Wow, I didn't know about the Greece suicide data, that is really sad. I agree that the social problems you mentioned are more easily and cheaply fixed than climate change, and could save more lives. I also agree that we really had a chance with LBJ and the Great Society to wipe out poverty and have a more fair, humane nation. All the conditions were right, but he got sidetracked with Vietnam and then stagflation-oil embargo-Iran hit us, and the GOP got to take over and dismantle some of the progress. IMO, we'll never get such an opportunity again. It's not just you; we're all more cynical with harder hearts these days I think.

But re: climate change, I would have hoped for more traction/progress, because unlike poverty/inequality issues, it's not about "why should the rich help the needy?" Climate change is both a threat and opportunity for the rich. Do they want their kids to be subjected to superstorms and droughts for perpetuity? And those extreme events wreak havoc on the stability of global markets and their investments. Lastly, climate change is a huge opportunity too (industries to either mitigate or adapt to it). It's a trillion dollar problem with huge profits to be made for the first movers - so why haven't we seen it (apart from the impressive advances in solar, and energy efficiency for some products)? 
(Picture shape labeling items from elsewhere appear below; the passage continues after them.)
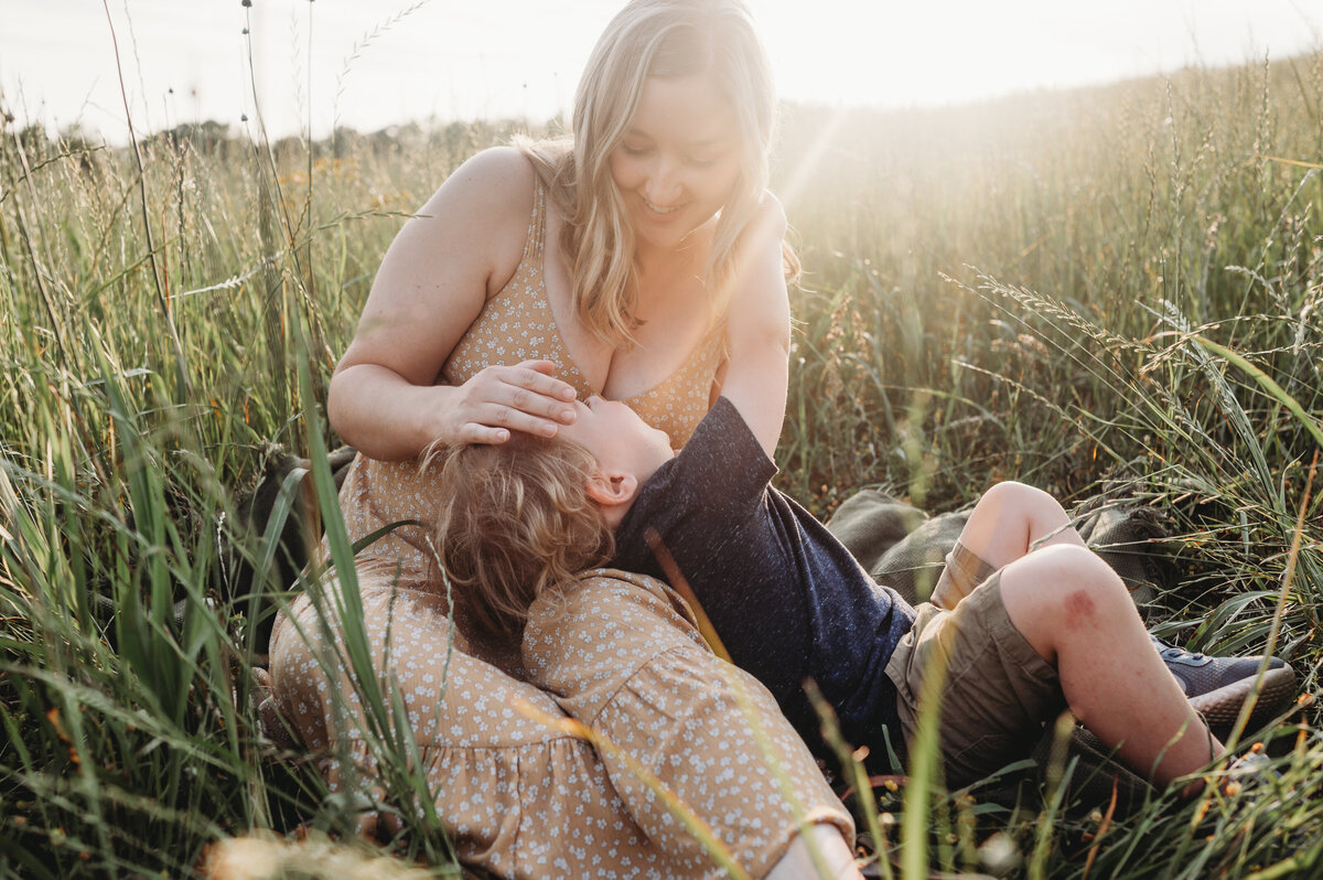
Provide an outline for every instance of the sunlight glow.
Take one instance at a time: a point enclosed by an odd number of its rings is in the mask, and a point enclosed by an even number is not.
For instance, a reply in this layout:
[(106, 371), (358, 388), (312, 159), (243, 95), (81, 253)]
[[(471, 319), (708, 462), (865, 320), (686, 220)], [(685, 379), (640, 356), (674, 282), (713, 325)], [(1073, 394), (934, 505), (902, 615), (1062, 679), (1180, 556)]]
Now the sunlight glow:
[[(180, 4), (112, 0), (139, 130), (254, 115), (273, 135), (333, 124), (565, 112), (620, 0)], [(1323, 9), (1291, 0), (750, 0), (782, 97), (880, 107), (966, 102), (1274, 58), (1320, 45)], [(101, 4), (0, 0), (0, 105), (20, 124), (124, 136)], [(245, 34), (243, 29), (250, 33)], [(249, 45), (253, 67), (249, 69)]]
I forget which NYT journalist said it, but his comment was along the lines of "lightbulbs aren't going to solve climate change." There is only so much a conscientious consumer can do. Sure we can get a Prius, improve our home's insulation, and change some of our behaviors, but even if millions of us had the money/time to make those changes, it would barely affect the carbon situation. The main drivers are deforestation, agribusiness, and power generation. Huge, politically connected, int'l industries where only coalitions of governments have enough power and reach to move them (if they wanted to). Sure, consumers en masse could give up beef or boycott Indonesia until their economy stops burning rainforest - but we know it won't happen because we are addicted to carbon-intensive products and services.

Bottom line, climate change could eat up 10% or more of global GDP, and reduce crops/fish yields by 20% or more. That is freaking scary. With a growing population and more consumption in Asia, something's gotta give. All the conflicts that could arise due to climate-related problems could also eat up gov't resources, attention, and lives. So overall it's a major deadweight loss for humanity, and likely irreversible at this point.